La storia vera di Jeff Bauman, sopravvissuto all’attentato alla maratona di Boston del 2013.
Il suo percorso difficile di riabilitazione e il suo diventare simbolo “stronger” di una nazione che non si piega mai davanti alle avversità.
Il regista e sceneggiatore statunitense David Gordon Green non possiede l’anima sovversiva di uno Scorzese o uno sguardo cinico ma puntuale come Clint Eastwood; egli , fino a oggi, si è fatto notare per “GEORGE WASHINGTON” (2000) e per qualche commediola dimenticabile come “STRAFUMATI” (2008).
Ha sicuramente una buona padronza della telecamera e lo aspettiamo al varco con il nuovo capitolo della saga di Michael Mayers in “HALLOWEEN“, di prossima uscita.
“STRONGER” è forse il suo miglior film e non possiamo che apprezzarne il lavoro.
Dopotutto è facile provare da subito una forte empatia col personaggio di Jeff Bauman, ragazzotto di 28 anni che tenta in tutti i modi di riconquistare la sua amata Erina – una bravissima Tatiana Maslany che i più ricorderanno nella serie Netflix “Orphan Black” e vista nel film “WOMAN IN GOLD” del 2015 – e poi vittima casuale di un attentato.

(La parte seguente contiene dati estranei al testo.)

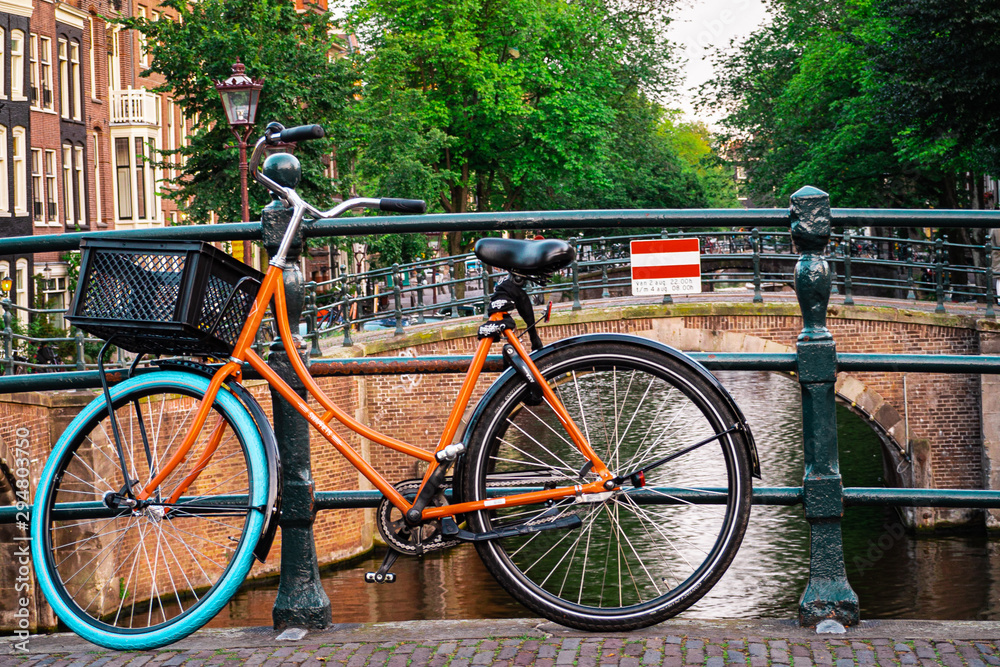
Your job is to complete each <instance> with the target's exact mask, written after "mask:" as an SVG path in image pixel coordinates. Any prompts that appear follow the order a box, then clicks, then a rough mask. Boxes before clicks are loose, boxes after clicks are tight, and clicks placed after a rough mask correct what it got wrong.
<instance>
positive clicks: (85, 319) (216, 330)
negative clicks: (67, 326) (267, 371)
mask: <svg viewBox="0 0 1000 667" xmlns="http://www.w3.org/2000/svg"><path fill="white" fill-rule="evenodd" d="M80 249H81V250H82V251H83V256H82V258H81V262H80V281H79V284H78V285H77V288H76V296H75V297H74V299H73V306H72V308H70V314H68V315H67V318H68V319H69V320H70V321H71V322H72V323H73V324H74V325H76V326H77V327H79V328H80V329H82V330H84V331H86V332H87V333H89V334H92V335H94V336H97V337H99V338H104V339H108V338H110V337H111V336H112V335H114V336H115V340H114V344H115V345H117V346H118V347H121V348H124V349H126V350H129V351H131V352H145V353H148V354H183V355H215V356H228V355H229V354H230V353H231V352H232V350H233V348H234V347H235V346H236V340H237V339H238V338H239V335H240V331H242V329H243V325H244V323H245V322H246V320H247V314H248V313H249V311H250V306H251V305H252V304H253V301H254V298H255V297H256V296H257V290H258V289H259V288H260V283H261V280H262V279H263V277H264V276H263V274H261V273H260V272H259V271H257V270H255V269H253V268H251V267H249V266H247V265H246V264H244V263H242V262H240V261H237V260H235V259H233V258H232V257H230V256H229V255H227V254H226V253H224V252H222V251H220V250H218V249H216V248H214V247H213V246H211V245H209V244H208V243H203V242H201V241H174V242H156V241H130V240H129V241H124V240H110V239H102V240H99V241H98V240H83V241H81V242H80Z"/></svg>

Le estenuanti sedute di riabilitazione, la sofferenza fisica, i lati più impietosi di chi deve farsi aiutare dagli altri anche nei gesti più semplici, lo sconforto, la rabbia, la vergogna, sono rese al meglio nella straordinaria performace recitativa di un sempre più bravo Jake Gyllenhaal.

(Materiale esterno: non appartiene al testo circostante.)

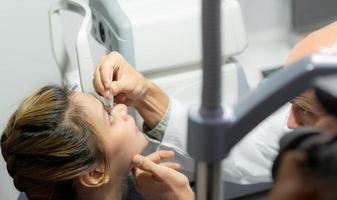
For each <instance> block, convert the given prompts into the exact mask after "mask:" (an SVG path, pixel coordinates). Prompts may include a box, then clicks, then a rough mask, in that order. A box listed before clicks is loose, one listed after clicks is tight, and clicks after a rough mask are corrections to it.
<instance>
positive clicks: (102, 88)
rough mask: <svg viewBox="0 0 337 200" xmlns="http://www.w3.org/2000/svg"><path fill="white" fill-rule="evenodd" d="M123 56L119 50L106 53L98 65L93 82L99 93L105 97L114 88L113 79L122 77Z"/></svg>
mask: <svg viewBox="0 0 337 200" xmlns="http://www.w3.org/2000/svg"><path fill="white" fill-rule="evenodd" d="M122 61H123V57H122V56H121V55H120V54H119V53H117V52H111V53H110V54H109V55H104V56H103V57H102V58H101V60H100V62H99V64H98V65H97V67H96V70H95V74H94V80H93V84H94V87H95V90H96V92H97V93H99V94H101V95H102V96H104V97H105V93H108V90H110V89H113V84H112V81H113V80H119V79H120V78H121V66H120V65H122V64H123V62H122Z"/></svg>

Rifuggendo ogni facile sentimentalismo egli ci mostra la difficoltà di un uomo, amato e supportato da un’intera nazione che in lui vede il simbolo della vittoria, che si sente soltanto un fallito e un peso per la propria famiglia e le persone a lui care.
Il film pecca proprio qui: anziché tessere una critica intelligente sulla costruzione dei miti americani, si appoggia completamente sulla recitazione del suo attore protagonista.
Un buon film che ci rincuora ma che manca di coraggio.